# Collaborative Filtering Recommender System using Tensorflow

We will learn how to implement collaborative filtering to build a recommender system for movies.

We will use NumPy and Tensorflow to build the model. 

In [8]:
import numpy as np
import tensorflow as tf 
import keras 
import matplotlib.pyplot as plt
import seaborn as sns 
import pandas as pd

plt.style.use('seaborn-v0_8')
%config InlineBackend.figure_format = 'svg'

# 1. Notation

| General Notation | Description | Python (if any) |
|:-----------------|:------------|:----------------|
| $r(i,j)$ | scalar; = 1 if user j rated movie i, = 0 otherwise | |
| $y(i,j)$ | scalar; rating given by user j on movie i (if r(i,j) = 1 is defined) | |
| $\mathbf{w}^{(j)}$ | vector; parameters for user j | |
| $b^{(j)}$ | scalar; parameter for user j | |
| $\mathbf{x}^{(i)}$ | vector; feature ratings for movie i | |
| $n_u$ | number of users | `num_users` |
| $n_m$ | number of movies | `num_movies` |
| $n$ | number of features | `num_features` |
| $\mathbf{X}$ | matrix of vectors $\mathbf{x}^{(i)}$ | `X` |
| $\mathbf{W}$ | matrix of vectors $\mathbf{w}^{(j)}$ | `W` |
| $\mathbf{b}$ | vector of bias parameters $b^{(j)}$ | `b` |
| $\mathbf{R}$ | matrix of elements $r(i,j)$ | `R` |


# 2. Recommender System

The goal of a collaborative filtering recommender system is to generate two vectors: for each user, a **parameter vector** that embodies the user's preferences, and for each movie, a **feature vector** of the same length that embodies some description of the movie.

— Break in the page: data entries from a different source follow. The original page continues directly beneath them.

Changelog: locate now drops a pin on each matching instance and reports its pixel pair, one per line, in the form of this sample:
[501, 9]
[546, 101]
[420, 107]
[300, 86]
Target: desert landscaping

The dot product $\mathbf{w}^{(j)} \cdot \mathbf{x}^{(i)} + b^{(j)}$ should produce an estimate of the rating that user j would give to movie i. 

Each rating is provided in the matrix form $\mathbf{Y}$, where $y(i,j)$ is the rating given by user j on movie i. 

The ratings go from 0 to 5 in steps of 0.5. If a movie has not been rated by a user, it's rating is 0. 

The matrix $\mathbf{R}$ is a binary-valued indicator matrix, where $r(i,j)$ = 1 if user j rated movie i, and $r(i,j)$ = 0 otherwise. 

Movies are in rows and users are in columns. 

Each movie has a feature vector $\mathbf{x}^{(i)}$ of length $n$ and each user has a parameter vector $\mathbf{w}^{(j)}$ of length $n$, as well as a bias parameter $b^{(j)}$. 

These vectors are learned simultaneously by using the existing user/movie ratings as training data. 

Once the features vectors and parameters are learned, they can be used to predict how a user might rate a movie that they have not yet rated. 

This can be achieved with the `cofiCostFunc` function of Tensorflow. 

While Tensorflow is typically used for supervised learning, its core functions can be accessed and used for other purposes.

# 3. Movie ratings dataset 

The dataset is a subset of the [MovieLens 100k dataset](https://grouplens.org/datasets/movielens/100k/), reduced to account only for movies released since year 2000. 

The ratings are in the range 0 to 5, with 0.5 increments, as previously mentioned. The dataset has $n_u = 443$ users and $n_m = 4778$ movies.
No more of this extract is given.